Main article: Criticism of postmodernism
Criticisms of postmodernism are intellectually diverse, including the assertions that postmodernism is meaningless and promotes obscurantism. For example, Noam Chomsky
has argued that postmodernism is meaningless because it adds nothing to
analytical or empirical knowledge. He asks why postmodernist
intellectuals do not respond like people in other fields when asked,
"what are the principles of their theories, on what evidence are they
based, what do they explain that wasn't already obvious, etc.?...If
[these requests] can't be met, then I'd suggest recourse to Hume's
advice in similar circumstances: 'to the flames'."[39]Christian apologist William Lane Craig has noted "The idea that we live in a postmodern culture is a myth. In fact, a postmodern culture is an impossibility; it would be utterly unliveable. People are not relativistic when it comes to matters of science, engineering, and technology; rather, they are relativistic and pluralistic in matters of religion and ethics. But, of course, that's not postmodernism; that's modernism!"[40]
Formal, academic critiques of postmodernism can also be found in works such as Beyond the Hoax and Fashionable Nonsense.
However, as for continental philosophy, American academics have tended to label it "postmodernist", especially practitioners of "French Theory". Such a trend might derive from U.S. departments of Comparative Literature.[41] It is interesting to note that Félix Guattari, often considered a "postmodernist", rejected its theoretical assumptions by arguing that the structuralist and postmodernist visions of the world were not flexible enough to seek explanations in psychological, social and environmental domains at the same time.[42]

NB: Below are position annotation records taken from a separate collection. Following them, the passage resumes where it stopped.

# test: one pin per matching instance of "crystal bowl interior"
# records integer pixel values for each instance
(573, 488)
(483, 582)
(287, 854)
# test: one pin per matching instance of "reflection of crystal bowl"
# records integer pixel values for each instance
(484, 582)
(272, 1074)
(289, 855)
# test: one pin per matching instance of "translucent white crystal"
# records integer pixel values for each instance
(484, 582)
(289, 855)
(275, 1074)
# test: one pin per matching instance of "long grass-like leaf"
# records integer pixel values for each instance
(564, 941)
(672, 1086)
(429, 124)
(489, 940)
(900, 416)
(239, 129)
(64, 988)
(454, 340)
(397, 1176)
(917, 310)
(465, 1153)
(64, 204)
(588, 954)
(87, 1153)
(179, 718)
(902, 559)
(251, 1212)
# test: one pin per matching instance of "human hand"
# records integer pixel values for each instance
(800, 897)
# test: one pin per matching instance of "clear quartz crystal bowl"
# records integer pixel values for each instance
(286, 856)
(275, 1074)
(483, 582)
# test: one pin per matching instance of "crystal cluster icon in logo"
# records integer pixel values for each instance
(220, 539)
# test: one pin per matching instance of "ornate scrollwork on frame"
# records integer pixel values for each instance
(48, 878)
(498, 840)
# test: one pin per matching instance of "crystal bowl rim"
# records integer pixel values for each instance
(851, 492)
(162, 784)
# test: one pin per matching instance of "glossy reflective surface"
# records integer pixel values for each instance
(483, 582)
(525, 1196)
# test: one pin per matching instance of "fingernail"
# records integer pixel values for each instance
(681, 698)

Philosopher Daniel Dennett declared, "Postmodernism, the school of 'thought' that proclaimed 'There are no truths, only interpretations' has largely played itself out in absurdity, but it has left behind a generation of academics in the humanities disabled by their distrust of the very idea of truth and their disrespect for evidence, settling for 'conversations' in which nobody is wrong and nothing can be confirmed, only asserted with whatever style you can muster."[43]